Uscito di scena nel 1979, all’alba della Rivoluzione islamica, non ha mai fatto ritorno in patria. Ma ha continuato, dall’esilio, a costruire un profilo da oppositore del regime teocratico. Dopo essersi laureato in Scienze Politiche alla University of Southern California, Pahlavi ha intrapreso la carriera da pilota militare, arrivando a offrire i propri servigi all’aeronautica iraniana durante la guerra con l’Iraq. Un’offerta ovviamente rifiutata dal regime khomeinista, ma che segnò simbolicamente la sua volontà di non recidere il legame con il popolo iraniano.
Negli anni ha costruito un’attività politica parallela a quella dei gruppi di opposizione: più centrata sulla comunicazione, sulla promozione dei diritti umani e su un’idea di Iran post- teocratico fondato su principi repubblicani. Il suo sito personale, ricco di riferimenti ai valori della laicità e della sovranità popolare, è un manifesto contro la Repubblica islamica: inviti alla disobbedienza civile, richieste di referendum per determinare il futuro istituzionale del Paese, e soprattutto un’idea chiara di separazione tra religione e Stato.
Lui stesso ha ribadito più volte di non aspirare al ritorno della monarchia — pur senza rinnegarne il significato storico — ma di volersi mettere al servizio di una transizione politica. Non a caso, ha sempre rifiutato il titolo di Scià, preferendo quello di “cittadino iraniano in esilio”. Fino a tempi recenti, Pahlavi ha mantenuto una posizione ferma contro qualsiasi forma di intervento militare straniero per provocare un cambio di regime. Ha sempre sostenuto che la trasformazione dovesse venire dal basso, dal popolo iraniano. Ma la nuova fase aperta dal conflitto con Israele sembra aver accelerato i tempi e mutato i toni. Senza più escludere scenari in cui un collasso repentino del sistema lasci spazio a un governo provvisorio, Pahlavi si è detto pronto a mettersi a disposizione per guidare il Paese in un momento di transizione. «Sono pronto a servire l’Iran — ha dichiarato — se e quando il popolo me lo chiederà».

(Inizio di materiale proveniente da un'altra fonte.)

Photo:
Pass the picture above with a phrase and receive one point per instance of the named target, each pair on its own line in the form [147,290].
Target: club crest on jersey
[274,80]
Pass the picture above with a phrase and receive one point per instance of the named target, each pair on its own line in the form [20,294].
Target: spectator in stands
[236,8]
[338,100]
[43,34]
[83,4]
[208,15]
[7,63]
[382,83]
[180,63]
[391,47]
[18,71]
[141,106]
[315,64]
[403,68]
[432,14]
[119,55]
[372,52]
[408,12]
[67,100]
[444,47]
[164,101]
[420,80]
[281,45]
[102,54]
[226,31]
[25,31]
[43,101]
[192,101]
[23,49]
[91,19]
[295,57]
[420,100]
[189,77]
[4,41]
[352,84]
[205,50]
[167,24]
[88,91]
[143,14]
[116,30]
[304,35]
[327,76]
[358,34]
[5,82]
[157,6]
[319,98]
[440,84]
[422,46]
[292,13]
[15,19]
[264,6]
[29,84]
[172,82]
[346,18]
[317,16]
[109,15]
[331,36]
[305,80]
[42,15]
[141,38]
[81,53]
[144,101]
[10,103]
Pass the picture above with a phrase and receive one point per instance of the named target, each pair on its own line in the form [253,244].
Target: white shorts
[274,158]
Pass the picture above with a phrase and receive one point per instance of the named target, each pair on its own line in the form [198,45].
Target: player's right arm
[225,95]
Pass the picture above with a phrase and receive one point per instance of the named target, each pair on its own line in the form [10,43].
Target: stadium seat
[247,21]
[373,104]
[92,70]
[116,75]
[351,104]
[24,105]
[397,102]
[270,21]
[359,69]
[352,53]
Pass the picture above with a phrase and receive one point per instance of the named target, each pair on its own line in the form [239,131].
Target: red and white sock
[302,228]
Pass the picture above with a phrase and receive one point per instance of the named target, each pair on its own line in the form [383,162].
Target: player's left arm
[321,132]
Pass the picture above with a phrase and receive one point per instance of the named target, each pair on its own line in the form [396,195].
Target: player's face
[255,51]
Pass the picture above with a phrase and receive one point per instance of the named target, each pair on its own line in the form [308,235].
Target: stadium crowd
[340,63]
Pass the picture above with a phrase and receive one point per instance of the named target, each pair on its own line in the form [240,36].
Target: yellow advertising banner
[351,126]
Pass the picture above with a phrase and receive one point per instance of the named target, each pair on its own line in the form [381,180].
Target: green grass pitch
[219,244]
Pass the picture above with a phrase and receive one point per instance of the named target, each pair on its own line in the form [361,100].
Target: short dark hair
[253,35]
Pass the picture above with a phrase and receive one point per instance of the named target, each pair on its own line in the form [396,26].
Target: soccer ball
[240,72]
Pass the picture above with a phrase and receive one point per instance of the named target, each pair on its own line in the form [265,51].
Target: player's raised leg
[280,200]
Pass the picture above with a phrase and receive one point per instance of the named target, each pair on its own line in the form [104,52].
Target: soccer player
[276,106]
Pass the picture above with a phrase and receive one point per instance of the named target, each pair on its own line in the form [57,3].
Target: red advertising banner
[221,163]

Il suo profilo, agli occhi di alcune potenze occidentali, appare rassicurante. È contrario al nucleare iraniano — che considera un rischio esistenziale sia per la regione sia per il futuro stesso dell’Iran — e si è espresso in termini duri contro l’uso strumentale della religione a fini politici. In uno dei suoi interventi più citati, ha ammonito: «I fanatici al potere, consapevoli che il loro tempo sta finendo, potrebbero cercare di chiudere la loro parabola con un gesto estremo. Anche un olocausto nucleare». Un’allusione cupa, che ha fatto breccia tra le diplomazie occidentali e ne ha rafforzato il ruolo di interlocutore.

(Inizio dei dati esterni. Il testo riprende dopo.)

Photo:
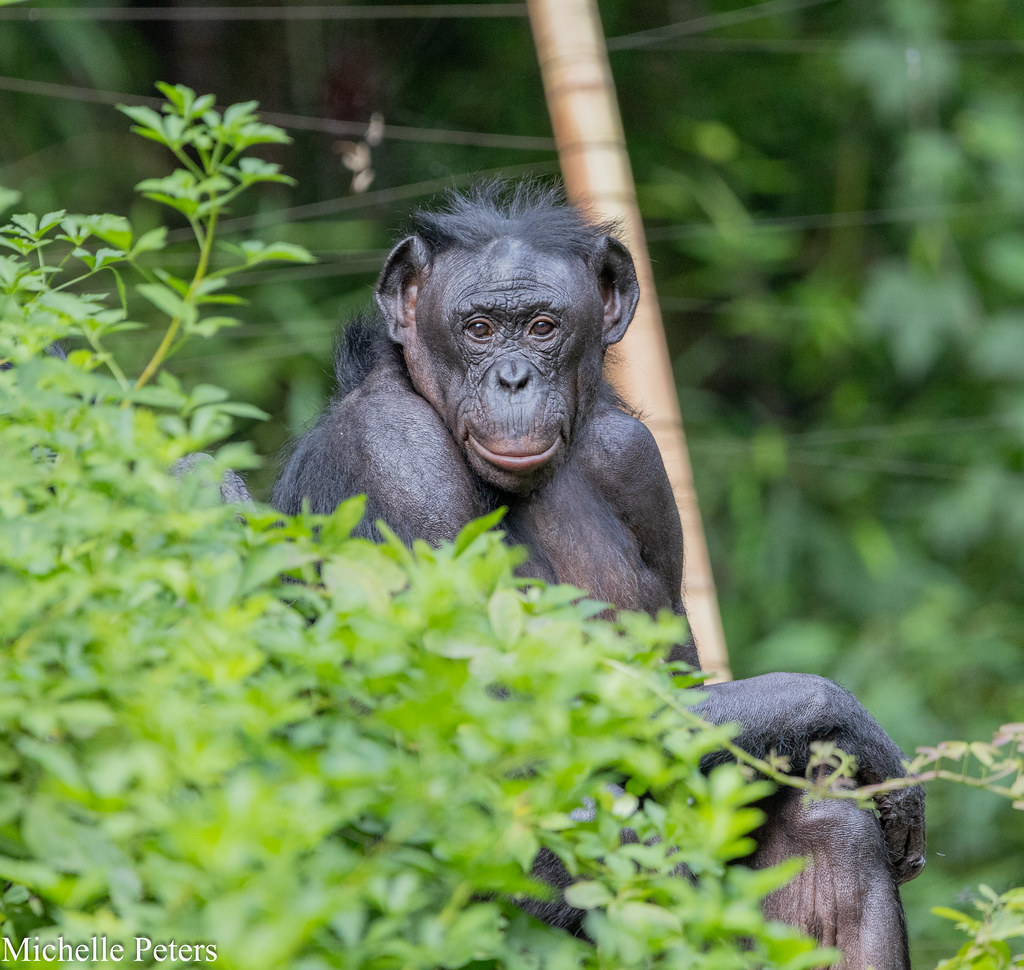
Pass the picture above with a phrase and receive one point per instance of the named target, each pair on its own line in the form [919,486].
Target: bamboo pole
[588,129]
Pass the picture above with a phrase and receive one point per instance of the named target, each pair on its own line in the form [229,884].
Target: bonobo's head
[504,308]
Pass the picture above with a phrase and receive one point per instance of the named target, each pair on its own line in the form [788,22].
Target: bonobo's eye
[542,327]
[479,329]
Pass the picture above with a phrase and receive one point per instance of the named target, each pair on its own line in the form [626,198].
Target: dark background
[834,194]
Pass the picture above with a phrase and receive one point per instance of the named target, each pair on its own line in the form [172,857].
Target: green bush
[298,749]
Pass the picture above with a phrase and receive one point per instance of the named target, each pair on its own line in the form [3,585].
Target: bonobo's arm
[385,441]
[786,712]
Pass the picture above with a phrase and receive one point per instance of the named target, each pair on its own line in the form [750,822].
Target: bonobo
[477,384]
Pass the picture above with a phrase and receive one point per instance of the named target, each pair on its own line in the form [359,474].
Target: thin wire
[702,24]
[369,200]
[295,122]
[834,219]
[803,440]
[812,46]
[404,11]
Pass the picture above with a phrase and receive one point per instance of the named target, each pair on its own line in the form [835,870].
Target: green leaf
[8,197]
[166,300]
[505,613]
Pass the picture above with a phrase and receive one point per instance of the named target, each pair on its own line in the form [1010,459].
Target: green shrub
[296,748]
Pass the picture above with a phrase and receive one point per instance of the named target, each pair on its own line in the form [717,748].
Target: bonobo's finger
[903,825]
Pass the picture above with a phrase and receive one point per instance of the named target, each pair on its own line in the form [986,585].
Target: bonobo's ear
[398,287]
[620,290]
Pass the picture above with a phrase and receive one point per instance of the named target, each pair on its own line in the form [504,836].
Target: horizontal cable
[714,20]
[370,200]
[401,11]
[834,219]
[295,122]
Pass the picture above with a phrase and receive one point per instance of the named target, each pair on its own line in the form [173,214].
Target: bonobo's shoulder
[385,394]
[619,441]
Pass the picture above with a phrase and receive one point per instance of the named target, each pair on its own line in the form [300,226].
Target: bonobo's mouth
[515,461]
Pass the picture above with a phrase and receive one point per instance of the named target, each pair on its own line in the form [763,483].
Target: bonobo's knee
[829,832]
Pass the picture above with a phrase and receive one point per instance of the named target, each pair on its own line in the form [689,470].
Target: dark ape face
[507,344]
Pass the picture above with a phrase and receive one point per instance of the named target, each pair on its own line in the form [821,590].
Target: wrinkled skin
[492,394]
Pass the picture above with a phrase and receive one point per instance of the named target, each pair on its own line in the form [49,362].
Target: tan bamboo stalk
[588,129]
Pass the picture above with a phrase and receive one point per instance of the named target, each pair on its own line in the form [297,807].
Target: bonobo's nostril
[511,376]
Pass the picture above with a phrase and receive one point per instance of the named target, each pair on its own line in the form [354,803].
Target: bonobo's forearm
[786,712]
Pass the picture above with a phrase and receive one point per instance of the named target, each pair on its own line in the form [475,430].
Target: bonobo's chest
[576,535]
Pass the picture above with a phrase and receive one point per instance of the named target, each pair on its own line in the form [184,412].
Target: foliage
[1001,920]
[260,734]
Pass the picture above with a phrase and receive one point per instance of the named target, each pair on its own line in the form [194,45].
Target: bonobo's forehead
[510,273]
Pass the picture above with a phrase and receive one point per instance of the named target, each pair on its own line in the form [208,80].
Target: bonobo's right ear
[398,287]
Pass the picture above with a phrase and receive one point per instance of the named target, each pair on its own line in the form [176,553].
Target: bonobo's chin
[515,469]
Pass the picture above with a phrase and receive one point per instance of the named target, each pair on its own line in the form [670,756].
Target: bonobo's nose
[512,375]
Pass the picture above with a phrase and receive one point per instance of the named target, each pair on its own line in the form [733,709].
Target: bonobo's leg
[847,895]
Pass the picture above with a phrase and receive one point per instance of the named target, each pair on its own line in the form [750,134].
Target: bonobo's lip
[511,461]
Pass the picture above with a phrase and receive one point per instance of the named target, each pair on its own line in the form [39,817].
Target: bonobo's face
[507,344]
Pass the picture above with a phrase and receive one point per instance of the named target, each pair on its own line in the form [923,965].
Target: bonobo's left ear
[398,287]
[620,290]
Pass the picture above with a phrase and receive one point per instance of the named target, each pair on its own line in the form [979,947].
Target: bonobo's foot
[232,488]
[903,825]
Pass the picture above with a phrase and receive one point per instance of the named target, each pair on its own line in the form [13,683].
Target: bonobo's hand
[903,825]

Certo, la sua figura non è priva di ambiguità. L’eredità del padre — lo Scià Mohammad Reza Pahlavi — resta controversa. Se da un lato Reza Ciro ha sempre elogiato il progetto di modernizzazione, secolarizzazione e apertura all’Occidente del passato regime, dall’altro ha dovuto fare i conti con gli abusi e le repressioni compiute dalla famigerata polizia segreta, la SAVAK. In un’intervista, ha tentato un difficile equilibrio: «Sì, ci sono stati abusi. Ma non era politica di Stato. I prigionieri politici? Molti erano i futuri ostaggiatori dell’ambasciata americana, i mandanti degli attentati ai marines in Libano, o i dirottatori degli aerei civili». Una dichiarazione che cerca di contestualizzare, ma che non cancella del tutto il peso del passato. È proprio questa eredità, ambivalente, a rendere ancora incerta la sua candidatura a guida della nuova fase iraniana. Da un lato, rappresenta un’alternativa laica e ben vista a livello internazionale, capace di parlare tanto a Teheran quanto a Washington o Bruxelles. Dall’altro, il solo fatto di portare il cognome Pahlavi suscita sospetti e diffidenze, in una società che ha ancora ferite aperte e memorie vive.
Il futuro resta incerto, ma se il regime dovesse crollare — per pressione interna o per effetto della guerra — è plausibile che il nome di Reza Pahlavi emerga come una delle possibili soluzioni. Non per un ritorno al passato, ma come figura di garanzia in una transizione che si annuncia lunga, fragile e complessa. In un Iran che potrebbe trovarsi presto senza guida, senza istituzioni funzionanti e senza una visione comune, la sua presenza potrebbe servire, se non altro, a evitare il vuoto.